This necklace (waseisei or wasekaseka) of thirty ‘tusks’ would have been carved and sawn by a Tongan craftsman for a Fijian chief. (‘Full’ or complete necklaces seem to have around thirty elements.) Each component has been carved from sperm whale teeth. From the early 19th century, Tongan traders brought sperm whale teeth to Fiji along with other trade goods and necklaces such as this example circulated throughout Fiji, Tonga and Samoa (Kaeppler, 2010, p. 213).
Each element has been craved to resemble a tusk being curved and ending in a point. The natural curve of the sperm whale tooth allows each ‘tusk’ to have the curve that it does. Each has been polished and then drilled with a hole to allow suspension. Much of the original fibre sennit remains but that on which the tusks are threaded is a later threading.
Such necklaces were worn but were also an important part of gift exchange between chiefs and between chiefs and visitors to the islands.

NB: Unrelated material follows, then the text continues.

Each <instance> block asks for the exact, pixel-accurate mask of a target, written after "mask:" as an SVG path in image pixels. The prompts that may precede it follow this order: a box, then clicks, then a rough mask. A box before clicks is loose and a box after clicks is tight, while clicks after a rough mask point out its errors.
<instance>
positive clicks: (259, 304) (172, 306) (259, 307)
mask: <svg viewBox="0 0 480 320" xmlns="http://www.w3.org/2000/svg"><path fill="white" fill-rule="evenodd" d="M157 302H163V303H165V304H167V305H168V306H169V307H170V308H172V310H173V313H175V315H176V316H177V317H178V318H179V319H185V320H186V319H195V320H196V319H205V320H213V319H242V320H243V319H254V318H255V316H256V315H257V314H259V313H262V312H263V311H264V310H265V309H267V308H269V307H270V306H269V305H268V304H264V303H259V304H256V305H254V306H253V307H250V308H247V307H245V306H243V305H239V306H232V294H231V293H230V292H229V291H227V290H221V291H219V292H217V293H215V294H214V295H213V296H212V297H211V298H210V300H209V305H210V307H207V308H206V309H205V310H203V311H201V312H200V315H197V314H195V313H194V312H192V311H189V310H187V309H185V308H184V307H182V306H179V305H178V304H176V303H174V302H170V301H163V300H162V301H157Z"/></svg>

The necklace has a wonderful patina – each element has a lovely yellowed colour. Most of the tusks are in good order, with only the occasional minor, age-related chipping.
References
Herle, A. & L. Carreau, Chiefs & Governors: Art and Power in Fiji, Museum of Archaeology and Anthropology, University of Cambridge, 2013.
Hooper, S., Pacific Encounters: Art & Divinity in Polynesia 1760-1860, British Museum Press, 2006.
Kaeppler, A. L., Polynesia: The Mark and Carolyn Blackburn Collection of Polynesian Art, University of Hawaii Press, 2010.